1.6. Signaling for VoIP

The first hurdle to overcome when making a VoIP phone call is to establish a connection between the parties involved. In legacy telephony, this is done by switching circuits until a physical wire is established between locations. The Internet Protocol on the other hand is connectionless by nature. IP packets have a tendency to take whatever route they find first, and end up in whatever order they arrive. For time sensitive applications such as voice and video this is unacceptable. Steps must be taken to establish a point to point connection and to keep it open for the duration of the call. Similar to the handshake of the DHCP protocol, the VoIP signaling protocols use TCP to set up, manage and tear down the VoIP phone call. Signaling protocols are not concerned with the actual media stream of voice or video, and could care less about QoS and traffic engineering. Their basic functions are to first initiate a session, then to find common ground for communication between the parties involved, and to terminate the session at calls end. In the following the most used signaling protocols for VoIP (H323, SIP and MGCP) are presented.

1.6.1. H.323
Derived from related specifications for multimedia conferencing over ISDN, H.323 defines a protocol architectural framework (see Figure 1.22) that encompasses the ability to use it in both direct-routed and server-routed signalling modes. Within this architecture, the server-routed signalling mode is known as ‘gatekeeper routed’ signalling due to the term used within the H.323 specifications to describe the server component.

Figure 1.22. Protocol Architecture for H323.

39

H.323 is actually an umbrella standard, encompassing several other protocols, including H.225, H.245, and others. It acts as a wrapper for a suite of media control recommendations by the ITU. Each of these protocols has a specific role in the call setup process, and all but one are made to dynamic ports. Figure 1.23 shows the basic H.323 architecture and Figure 1.24 provides an overview of the H.323 typical registration and call set-up process.

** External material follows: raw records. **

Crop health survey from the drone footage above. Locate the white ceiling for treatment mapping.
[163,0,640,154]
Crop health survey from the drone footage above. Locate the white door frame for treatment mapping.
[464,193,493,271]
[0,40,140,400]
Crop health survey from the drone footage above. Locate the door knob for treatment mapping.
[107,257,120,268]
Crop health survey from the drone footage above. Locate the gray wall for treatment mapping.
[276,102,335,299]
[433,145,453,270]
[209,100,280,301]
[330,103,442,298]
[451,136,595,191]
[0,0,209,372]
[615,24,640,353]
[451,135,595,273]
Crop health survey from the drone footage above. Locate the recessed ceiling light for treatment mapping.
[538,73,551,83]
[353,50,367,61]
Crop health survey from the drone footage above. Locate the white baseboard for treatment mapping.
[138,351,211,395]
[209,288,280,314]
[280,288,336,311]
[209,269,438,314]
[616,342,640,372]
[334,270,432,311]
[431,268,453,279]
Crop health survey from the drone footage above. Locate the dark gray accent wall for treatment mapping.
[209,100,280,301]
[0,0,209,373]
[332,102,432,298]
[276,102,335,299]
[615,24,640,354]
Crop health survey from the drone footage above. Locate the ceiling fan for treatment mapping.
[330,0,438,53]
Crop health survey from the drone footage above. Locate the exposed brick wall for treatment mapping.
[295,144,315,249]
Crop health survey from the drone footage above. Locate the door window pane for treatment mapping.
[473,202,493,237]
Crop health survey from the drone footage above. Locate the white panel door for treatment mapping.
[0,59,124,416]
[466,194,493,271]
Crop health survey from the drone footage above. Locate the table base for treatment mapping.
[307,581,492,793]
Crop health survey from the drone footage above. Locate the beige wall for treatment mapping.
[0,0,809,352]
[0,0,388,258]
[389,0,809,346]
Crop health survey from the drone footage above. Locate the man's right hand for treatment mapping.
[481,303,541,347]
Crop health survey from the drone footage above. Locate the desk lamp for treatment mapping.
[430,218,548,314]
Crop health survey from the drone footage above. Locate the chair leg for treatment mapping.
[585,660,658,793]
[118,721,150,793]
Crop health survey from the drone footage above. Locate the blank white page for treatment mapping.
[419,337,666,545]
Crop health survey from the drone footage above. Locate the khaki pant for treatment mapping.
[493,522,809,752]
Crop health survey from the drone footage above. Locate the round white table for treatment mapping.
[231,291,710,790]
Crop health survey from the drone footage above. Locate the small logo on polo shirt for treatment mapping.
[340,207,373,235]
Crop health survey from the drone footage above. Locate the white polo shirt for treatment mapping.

Figure 1.23. Basic Architecture of H323.

An H.323 network is made up of several endpoints (terminals), a gateway, and possibly a gatekeeper, Multipoint control unit, and Back End Service. The gatekeeper is often one of the main components in H.323 systems. It provides address resolution and bandwidth control. The gateway serves as a bridge between the H.323 network and the outside world of (possibly) non-H.323 devices. This includes SIP networks and traditional PSTN networks. This brokering can add to delays in VOIP, and hence there has been a movement towards the consolidation of at least the two major VoIP protocols. A Multipoint Control Unit is an optional element that facilitates multipoint conferencing and other communications between more than two endpoints. Gatekeepers are an optional but widely used component of a VoIP network. If a gatekeeper is present, a Back End Service (BES) may exist to maintain data about endpoints, including their permissions, services, and configuration. Currently in version 2, H.323 is a standard recommended by the Telecommunication Sector of the ITU. It defines real-time multimedia communications and conferencing over packet-based networks that do not provide a guaranteed Quality of Service (QoS) such as the LAN and the Internet. As we mentioned before, it is an “umbrella standard” belonging to the H.32x class of standards recommended by the ITU for videoconferencing applications.

40

Figure 1.24. H.323 typical registration and call set-up process

These were amongst the earliest standards to classify and provide solutions to VoIP (given in section 1.1): H.310 for conferencing over Broadband ISDN (B-ISDN); H.320 for conferencing over Narrowband ISDN; H.321 for conferencing over ATM; H.322 for conferencing over LANs with guaranteed QoS; H.324 for conferencing over Public Switched Telephone Networks. Earlier versions of H.323 had a large overhead in control signalling, particularly when establishing a session. This has presented some scalability limitations, especially when a large number of simultaneous sessions are presented. Subsequent version have focussed on addressing these issues. However, H.323 is an immensely powerful technology, incorporating many features that can be switched on or off depending upon the network deployment context. It is by the careful choice of these options and appropriate design of gatekeeper-based applications to route signalling messages that H.323 networks may be scaled to very large dimensions. As can be seen in Figure 1.24; the calling client initially engages in a registration sequence to identify it to the network. This type of behaviour is an essential feature of a VoIP system and

41

effectively provides a degree of inherent terminal and user mobility functionality since the client may register from anywhere in the connected IP network.

1.6.2. SIP
In contrast to H.323, the IETF has been developing a competing, but potentially complementary, architecture for multiparty, multimedia conferencing on the Internet as is shown in Figure 1.25. The session initiation protocol (SIP) is a component of this architecture and provides the basic session control mechanism used within it. The SIP protocol has gained a substantial following within the industry by offering the potential for an easily implemented method of establishing and controlling basic voice calls. From its very lightweight inception, SIP has been developed to address the challenges of being used outside basic point-to-point voice calls and an overly simplistic direct-mode signaling model. As can be seen by contrasting the same simple call flows using H.323 (Figure 1.24) with those using SIP (Figure 1.26), the differences between the technologies are not always as obvious as some may wish them to be, which belies the true roles each should be able to play.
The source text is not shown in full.